Maybe a small suggestion would be to download the demos of a few screen readers and get an idea of how they work, what hotkeys would conflict with what you have in mind. Also learning to use the computer the way a blind person will help to better understand what is needed. Two of the most common ones are at www.freedomscientific.com and www.gwmicro.com. I have found that when programming it is always best to test the software the way you are intending it to be used. It will save alot of bug reports in the long run. ----- Original Message ----- From: "Martin Slack" <m.g.slack@xxxxxxxxxxxx>

To: <programmingblind@xxxxxxxxxxxxx>
Sent: Sunday, October 14, 2007 3:53 PM
Subject: Re: The top three big problems


Andy,

I think that the use of those hotkeys is almost universal, so there would be a constant reading of the list while one worked. For instance, most screenreaders seem to use the Control key on its own to silence speech, while Alt is the standard Windows key to access the menu bar at the top of the screen.

A better approach might be to allocate a single hotkey to toggle into focus a window containing the full list of hotkeys.

 Regards, Martin


----- Original Message ----- From: "Andreas Stefik" <stefika@xxxxxxxxx>
To: <programmingblind@xxxxxxxxxxxxx>
Sent: Sunday, October 14, 2007 8:31 PM
Subject: Re: The top three big problems


So it sounds like from this further discussion on hotkeys that there
are several important things.

1. Try to copy hotkeys from a common program as best as possible. Most
folks have said they prefer the visual studio hotkeys. Easy enough.
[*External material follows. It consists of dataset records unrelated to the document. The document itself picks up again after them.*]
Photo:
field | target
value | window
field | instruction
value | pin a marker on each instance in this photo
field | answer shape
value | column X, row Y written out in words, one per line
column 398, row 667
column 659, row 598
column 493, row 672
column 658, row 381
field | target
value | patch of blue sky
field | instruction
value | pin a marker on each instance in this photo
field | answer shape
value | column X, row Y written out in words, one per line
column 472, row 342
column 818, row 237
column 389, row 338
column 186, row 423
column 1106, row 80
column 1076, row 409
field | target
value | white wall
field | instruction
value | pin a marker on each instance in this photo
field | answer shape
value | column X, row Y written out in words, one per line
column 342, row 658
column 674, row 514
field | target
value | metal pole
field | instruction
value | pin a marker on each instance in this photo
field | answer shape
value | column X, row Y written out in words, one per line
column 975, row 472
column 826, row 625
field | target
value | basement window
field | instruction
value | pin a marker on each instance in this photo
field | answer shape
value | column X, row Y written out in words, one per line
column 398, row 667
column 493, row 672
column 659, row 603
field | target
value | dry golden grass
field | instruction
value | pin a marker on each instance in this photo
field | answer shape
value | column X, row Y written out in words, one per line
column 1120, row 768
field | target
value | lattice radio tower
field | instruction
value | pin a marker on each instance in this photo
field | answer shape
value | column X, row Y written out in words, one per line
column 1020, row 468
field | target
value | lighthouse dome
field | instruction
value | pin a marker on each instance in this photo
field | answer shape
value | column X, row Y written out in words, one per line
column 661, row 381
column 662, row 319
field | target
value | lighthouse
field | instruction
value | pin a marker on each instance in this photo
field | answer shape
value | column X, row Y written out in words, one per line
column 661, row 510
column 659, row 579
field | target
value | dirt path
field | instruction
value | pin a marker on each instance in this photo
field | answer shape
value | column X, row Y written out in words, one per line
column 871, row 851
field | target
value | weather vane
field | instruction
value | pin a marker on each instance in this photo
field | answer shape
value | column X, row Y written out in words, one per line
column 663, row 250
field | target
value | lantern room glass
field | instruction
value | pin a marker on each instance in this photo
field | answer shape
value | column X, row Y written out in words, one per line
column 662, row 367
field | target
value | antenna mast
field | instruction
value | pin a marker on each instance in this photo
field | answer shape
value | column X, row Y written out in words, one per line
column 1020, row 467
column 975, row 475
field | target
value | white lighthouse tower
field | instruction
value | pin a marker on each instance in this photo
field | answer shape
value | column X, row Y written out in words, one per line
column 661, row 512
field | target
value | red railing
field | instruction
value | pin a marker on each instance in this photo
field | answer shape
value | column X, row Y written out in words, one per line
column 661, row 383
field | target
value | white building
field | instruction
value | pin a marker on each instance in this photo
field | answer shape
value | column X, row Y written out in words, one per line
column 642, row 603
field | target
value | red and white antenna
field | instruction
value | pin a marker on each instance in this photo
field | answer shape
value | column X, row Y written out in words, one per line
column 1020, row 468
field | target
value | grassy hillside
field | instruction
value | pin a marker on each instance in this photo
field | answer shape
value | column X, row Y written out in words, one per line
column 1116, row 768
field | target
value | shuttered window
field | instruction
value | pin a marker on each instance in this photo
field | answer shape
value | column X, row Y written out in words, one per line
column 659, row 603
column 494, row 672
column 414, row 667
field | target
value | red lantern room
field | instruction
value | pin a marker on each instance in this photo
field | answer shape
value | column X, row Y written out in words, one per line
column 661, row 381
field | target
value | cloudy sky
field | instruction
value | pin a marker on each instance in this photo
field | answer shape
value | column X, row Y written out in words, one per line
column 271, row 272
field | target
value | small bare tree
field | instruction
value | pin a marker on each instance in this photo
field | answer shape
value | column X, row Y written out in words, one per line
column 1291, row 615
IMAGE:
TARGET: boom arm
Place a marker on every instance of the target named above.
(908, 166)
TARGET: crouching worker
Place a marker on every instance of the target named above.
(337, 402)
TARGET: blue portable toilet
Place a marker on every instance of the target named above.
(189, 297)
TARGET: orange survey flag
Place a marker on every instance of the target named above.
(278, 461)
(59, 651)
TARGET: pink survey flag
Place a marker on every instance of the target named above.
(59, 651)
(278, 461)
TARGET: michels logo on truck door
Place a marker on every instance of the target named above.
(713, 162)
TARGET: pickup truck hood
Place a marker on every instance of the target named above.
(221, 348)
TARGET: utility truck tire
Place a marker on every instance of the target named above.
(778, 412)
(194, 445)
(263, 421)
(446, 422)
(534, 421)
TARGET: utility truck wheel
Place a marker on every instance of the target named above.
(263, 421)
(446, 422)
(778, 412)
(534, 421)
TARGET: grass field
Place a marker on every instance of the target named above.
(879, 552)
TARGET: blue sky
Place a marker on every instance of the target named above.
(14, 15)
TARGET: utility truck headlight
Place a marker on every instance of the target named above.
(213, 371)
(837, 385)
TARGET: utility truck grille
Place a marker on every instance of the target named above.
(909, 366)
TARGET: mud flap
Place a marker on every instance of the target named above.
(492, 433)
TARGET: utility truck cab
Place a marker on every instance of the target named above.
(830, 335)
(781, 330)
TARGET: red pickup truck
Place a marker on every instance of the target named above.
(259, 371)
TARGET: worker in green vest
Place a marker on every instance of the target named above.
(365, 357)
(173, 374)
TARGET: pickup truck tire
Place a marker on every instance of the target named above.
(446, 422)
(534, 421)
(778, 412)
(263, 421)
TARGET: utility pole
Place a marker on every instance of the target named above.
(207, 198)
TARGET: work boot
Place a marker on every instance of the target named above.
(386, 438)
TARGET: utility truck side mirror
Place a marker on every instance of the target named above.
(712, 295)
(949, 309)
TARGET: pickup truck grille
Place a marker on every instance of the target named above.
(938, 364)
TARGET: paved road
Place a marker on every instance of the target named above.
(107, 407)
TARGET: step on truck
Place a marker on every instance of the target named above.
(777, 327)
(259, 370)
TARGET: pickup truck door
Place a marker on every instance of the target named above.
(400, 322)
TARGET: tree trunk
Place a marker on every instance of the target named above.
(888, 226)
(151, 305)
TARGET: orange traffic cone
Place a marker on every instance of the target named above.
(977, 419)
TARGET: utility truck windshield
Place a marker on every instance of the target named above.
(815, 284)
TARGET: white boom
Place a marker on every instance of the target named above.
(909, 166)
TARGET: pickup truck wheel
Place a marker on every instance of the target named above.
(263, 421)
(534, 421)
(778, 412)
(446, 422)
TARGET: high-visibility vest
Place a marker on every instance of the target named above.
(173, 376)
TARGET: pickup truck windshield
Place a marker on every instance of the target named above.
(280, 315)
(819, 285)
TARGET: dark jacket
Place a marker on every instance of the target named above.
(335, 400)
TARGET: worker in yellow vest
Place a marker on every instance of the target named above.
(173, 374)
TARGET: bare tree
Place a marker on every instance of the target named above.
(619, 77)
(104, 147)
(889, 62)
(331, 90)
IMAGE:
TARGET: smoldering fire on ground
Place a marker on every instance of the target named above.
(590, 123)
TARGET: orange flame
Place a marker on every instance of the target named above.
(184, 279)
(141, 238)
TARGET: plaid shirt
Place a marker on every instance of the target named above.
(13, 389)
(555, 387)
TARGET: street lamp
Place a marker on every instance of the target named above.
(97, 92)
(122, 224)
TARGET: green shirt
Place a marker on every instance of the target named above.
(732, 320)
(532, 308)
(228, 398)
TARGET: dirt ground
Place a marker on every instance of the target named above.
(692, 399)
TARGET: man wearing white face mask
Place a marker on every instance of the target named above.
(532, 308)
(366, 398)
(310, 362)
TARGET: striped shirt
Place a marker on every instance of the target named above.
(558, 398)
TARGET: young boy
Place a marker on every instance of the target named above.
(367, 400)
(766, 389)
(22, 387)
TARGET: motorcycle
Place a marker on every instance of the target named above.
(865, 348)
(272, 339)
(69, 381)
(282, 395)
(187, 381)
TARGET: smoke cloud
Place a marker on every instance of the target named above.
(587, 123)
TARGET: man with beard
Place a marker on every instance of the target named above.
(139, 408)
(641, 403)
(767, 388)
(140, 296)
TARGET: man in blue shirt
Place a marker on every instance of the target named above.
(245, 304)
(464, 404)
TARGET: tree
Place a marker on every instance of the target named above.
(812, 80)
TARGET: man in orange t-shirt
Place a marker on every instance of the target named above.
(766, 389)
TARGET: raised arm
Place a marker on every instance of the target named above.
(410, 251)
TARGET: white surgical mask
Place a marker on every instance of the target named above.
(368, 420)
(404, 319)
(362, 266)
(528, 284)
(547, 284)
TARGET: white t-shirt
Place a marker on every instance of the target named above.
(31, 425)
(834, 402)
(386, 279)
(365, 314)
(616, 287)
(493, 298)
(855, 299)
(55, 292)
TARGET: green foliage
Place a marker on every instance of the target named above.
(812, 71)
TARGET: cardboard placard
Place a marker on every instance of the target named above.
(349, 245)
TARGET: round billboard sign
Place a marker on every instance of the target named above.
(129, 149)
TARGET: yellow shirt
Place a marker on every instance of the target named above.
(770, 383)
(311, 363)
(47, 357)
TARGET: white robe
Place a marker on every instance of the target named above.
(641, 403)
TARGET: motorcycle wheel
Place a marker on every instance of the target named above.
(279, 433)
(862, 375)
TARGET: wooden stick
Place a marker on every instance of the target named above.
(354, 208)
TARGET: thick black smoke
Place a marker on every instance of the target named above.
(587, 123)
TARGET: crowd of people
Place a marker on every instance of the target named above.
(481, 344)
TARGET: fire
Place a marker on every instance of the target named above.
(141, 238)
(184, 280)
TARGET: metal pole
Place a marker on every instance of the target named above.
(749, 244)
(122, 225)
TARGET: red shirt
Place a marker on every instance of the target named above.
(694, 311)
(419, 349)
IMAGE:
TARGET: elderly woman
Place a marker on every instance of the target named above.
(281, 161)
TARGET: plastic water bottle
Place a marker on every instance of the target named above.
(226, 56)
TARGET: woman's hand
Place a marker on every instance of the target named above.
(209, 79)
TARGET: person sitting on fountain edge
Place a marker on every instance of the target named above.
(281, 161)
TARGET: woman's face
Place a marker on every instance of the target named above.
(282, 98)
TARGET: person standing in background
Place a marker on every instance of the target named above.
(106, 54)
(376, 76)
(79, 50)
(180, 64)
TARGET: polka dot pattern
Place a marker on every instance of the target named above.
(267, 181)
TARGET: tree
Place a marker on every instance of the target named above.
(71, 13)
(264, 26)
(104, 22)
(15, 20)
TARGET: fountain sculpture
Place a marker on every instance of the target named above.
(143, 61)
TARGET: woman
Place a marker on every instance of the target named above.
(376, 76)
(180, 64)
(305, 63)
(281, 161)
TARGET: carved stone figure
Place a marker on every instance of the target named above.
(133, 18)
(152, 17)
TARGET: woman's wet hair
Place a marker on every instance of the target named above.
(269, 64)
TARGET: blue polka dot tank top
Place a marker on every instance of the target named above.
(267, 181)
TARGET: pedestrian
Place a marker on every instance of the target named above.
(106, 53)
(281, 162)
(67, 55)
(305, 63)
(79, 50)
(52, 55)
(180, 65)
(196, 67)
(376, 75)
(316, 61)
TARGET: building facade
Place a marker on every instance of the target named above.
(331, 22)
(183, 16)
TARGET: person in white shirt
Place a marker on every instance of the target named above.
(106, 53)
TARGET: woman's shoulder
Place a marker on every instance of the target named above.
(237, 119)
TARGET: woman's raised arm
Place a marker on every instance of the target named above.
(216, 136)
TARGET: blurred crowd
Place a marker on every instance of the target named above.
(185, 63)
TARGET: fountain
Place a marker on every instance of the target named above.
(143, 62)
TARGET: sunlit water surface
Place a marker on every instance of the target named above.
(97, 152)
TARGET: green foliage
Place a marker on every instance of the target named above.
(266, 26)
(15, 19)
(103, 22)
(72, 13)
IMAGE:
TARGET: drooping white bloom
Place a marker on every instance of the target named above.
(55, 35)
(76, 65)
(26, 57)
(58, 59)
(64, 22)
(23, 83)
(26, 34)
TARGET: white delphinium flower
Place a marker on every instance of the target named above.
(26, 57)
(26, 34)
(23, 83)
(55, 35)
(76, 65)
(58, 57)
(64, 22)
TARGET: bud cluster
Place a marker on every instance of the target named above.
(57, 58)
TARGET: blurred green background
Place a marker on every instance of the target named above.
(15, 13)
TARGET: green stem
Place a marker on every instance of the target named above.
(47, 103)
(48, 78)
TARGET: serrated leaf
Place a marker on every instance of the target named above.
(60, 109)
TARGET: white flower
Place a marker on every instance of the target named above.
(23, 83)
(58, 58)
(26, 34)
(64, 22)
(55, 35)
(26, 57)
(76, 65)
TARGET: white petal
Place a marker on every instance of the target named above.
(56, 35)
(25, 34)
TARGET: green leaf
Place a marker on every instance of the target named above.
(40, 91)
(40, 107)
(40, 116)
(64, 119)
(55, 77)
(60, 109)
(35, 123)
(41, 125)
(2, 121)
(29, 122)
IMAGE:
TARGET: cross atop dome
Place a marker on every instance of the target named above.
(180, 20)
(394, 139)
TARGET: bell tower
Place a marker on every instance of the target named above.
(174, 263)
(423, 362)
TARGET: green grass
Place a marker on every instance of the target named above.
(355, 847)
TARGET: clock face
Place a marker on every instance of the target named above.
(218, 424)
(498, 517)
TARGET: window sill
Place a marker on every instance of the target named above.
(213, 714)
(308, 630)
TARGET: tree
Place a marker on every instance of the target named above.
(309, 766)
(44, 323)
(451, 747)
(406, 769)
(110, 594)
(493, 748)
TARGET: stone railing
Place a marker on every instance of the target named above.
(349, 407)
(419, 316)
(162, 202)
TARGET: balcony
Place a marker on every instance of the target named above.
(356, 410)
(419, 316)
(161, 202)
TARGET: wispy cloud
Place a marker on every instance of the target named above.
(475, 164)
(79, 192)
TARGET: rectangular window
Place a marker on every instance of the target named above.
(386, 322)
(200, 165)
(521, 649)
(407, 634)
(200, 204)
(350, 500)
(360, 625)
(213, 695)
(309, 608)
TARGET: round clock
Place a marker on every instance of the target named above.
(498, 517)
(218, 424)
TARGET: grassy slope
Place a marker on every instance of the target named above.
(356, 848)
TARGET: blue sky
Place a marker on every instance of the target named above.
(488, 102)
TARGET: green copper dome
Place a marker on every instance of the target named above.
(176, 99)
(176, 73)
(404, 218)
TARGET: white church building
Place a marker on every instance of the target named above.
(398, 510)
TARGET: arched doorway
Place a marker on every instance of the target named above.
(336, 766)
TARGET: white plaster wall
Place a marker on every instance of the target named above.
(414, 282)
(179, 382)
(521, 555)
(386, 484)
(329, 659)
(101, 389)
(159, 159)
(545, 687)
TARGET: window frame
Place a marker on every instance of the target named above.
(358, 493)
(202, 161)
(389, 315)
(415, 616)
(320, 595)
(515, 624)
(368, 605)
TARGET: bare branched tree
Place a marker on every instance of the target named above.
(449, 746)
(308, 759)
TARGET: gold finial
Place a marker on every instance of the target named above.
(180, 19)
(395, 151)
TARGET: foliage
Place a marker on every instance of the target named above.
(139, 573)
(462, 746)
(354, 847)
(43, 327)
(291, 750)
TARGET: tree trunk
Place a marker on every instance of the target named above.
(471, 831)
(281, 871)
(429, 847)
2. Create some way so that a user can get a complete list of hotkeys.
I'm not sure exactly what the best way to do this would be for a full
featured IDE, but maybe there is some way you can adapt ideas like
intellisense to the application of hotkeys. I'm thinking, and I don't
know how hard this would be to add to my program per se, but here is
an idea. What about, and I'm just brainstorming here, something like
the following:

When the user presses a common hot key control (CTRL, ALT, or SHIFT),
the computer begins reading a list of the most common hotkeys for that
particular context sensitive shortcut. I'm speculating, maybe, that,
if you already know the shortcut you don't hear text because you click
the combination quickly, but if you don't know it, you can at least
listen to the list of the most common ones. Here is an example use
case (tell me if this sucks):

Use case:

User presses control and text begins to be read. The most common
commands are read first, like so:

control plus c, copy
control plus v, paste

etc.

I'm not sure what the best ordering of reading would be for each. Good
Idea / Bad idea / Better Idea?

3. All else being equal, making the hotkeys customizable is desirable.

Keep it coming, this is all very, very helpful.